A spiritual father is someone who sows the seed of spirituality in a person and nourishes and nurtures it. Sri Aurobindo, never mentions any influence of Sri Ramkrishna in his life though he had a great regard for him. There is no account of his going to Dakhineswar nor did he make any effort to meet Sharda devi or Swami Vivekananda. He hardly quotes anything from their writings except ocassionally here and there.
The seed of spirituality was sown in him through the reading of a poor English translation of the Isha Upanishad and some spiritual experiences that came to him spontaneously. The seeds were nurtured and nourished by Sri Krishna and Kali. Nor did he seek for Moksha as traditional spiritual Masters including Sri Ramkrishna taught, though he had the experience of it spontaneously while meditating with Yogi Lele Maharaj whose help he acknowledges in the first major experience of the Nirvanic Silence.
In fact most of Sri Aurobindo’s experiences came spontaneously without any special effort or help from any outer person.
The only spiritual person from whom Sri Aurobindo received help was Yogi Vishnu Bhasker Lele. But the experience Sri Aurobindo had went far beyond what was conceived or intended. Otherwise in general his Yoga was guided first by Sri Krishna and Kali leading to the first two major realisations of Nirvana and the Vision of the One Divine everywhere and in everything.
Subsequently after Sri Aurobindo came to Pondicherry, as he himself indicates in a letter to his brother Barin, he reveals that his yoga has been further guided by the ‘indwelling Guru of the Worlds.

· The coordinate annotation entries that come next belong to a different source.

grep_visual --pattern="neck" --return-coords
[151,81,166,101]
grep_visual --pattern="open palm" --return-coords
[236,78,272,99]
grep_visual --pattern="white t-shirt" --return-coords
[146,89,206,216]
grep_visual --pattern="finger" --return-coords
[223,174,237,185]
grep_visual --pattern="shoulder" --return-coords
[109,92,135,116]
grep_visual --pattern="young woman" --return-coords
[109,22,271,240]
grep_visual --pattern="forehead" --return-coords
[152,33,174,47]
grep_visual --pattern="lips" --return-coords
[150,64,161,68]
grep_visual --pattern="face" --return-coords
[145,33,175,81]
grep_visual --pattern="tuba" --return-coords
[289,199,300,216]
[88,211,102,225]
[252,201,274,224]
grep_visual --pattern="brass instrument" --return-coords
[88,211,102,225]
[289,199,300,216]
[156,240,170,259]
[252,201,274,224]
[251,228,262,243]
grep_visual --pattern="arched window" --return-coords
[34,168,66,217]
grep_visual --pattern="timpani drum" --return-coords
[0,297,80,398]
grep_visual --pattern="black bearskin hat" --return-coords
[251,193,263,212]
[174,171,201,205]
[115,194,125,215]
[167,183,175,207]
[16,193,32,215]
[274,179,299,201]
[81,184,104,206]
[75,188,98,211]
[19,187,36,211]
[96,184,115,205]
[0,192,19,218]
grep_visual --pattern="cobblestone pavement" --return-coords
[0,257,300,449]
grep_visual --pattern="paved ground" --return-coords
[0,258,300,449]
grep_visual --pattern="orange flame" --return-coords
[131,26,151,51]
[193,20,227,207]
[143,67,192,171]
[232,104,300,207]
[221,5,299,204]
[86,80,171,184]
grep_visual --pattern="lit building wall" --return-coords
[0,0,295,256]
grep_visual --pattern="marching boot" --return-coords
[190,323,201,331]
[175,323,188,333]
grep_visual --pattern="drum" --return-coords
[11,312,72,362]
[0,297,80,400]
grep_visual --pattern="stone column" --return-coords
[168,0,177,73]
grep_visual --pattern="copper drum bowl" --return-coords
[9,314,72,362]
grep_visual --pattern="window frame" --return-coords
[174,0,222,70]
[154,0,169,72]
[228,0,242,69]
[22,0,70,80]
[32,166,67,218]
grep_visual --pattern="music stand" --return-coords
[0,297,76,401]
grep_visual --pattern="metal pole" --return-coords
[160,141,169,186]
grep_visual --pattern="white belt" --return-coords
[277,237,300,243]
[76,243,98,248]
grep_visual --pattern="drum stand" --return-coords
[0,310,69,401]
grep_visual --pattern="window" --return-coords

‘What I started with, what Lele gave me, what I did in jail—all that was a searching for the path, a circling around looking here and there, touching, taking up, handling, testing this and that of all the old partial yogas, getting a more or less complete experience of one and then going off in pursuit of another. Afterwards, when I came to Pondicherry, this unsteady condition ceased. The indwelling Guru of the world indicated my path to me completely, its full theory, the ten limbs of the body of the yoga. These ten years he has been making me develop it in experience; it is not yet finished.’Of course Sri Aurobindo had a high regard for Sri Ramkrishna Paramhansa. After all Mother Kali had a great role to play in the life of both the great Masters. He received three symbolic inner communication with Sri Ramkrishna and, while in the jail, he had a visitation and by Swami Vivekananda who spoke to him on some important subject and pointed the way towards the Supermind. But Sri Aurobindo had a number of other such inner spiritual communications such as from Raja Rammohan Roy, the gods and goddesses of the Vedas, and of course from Sri Krishna who had been his regular companion and friend. Nor did his yoga follow any line of Sri Ramkrishna. In fact he went beyond all the past yogas, synthesizing their realisations in his vast consciousness and then placing a new goal of divinising our material existence into the Life Divine, things that were never contemplated earlier or even considered plausible by the great traditions including Sri Ramkrishna.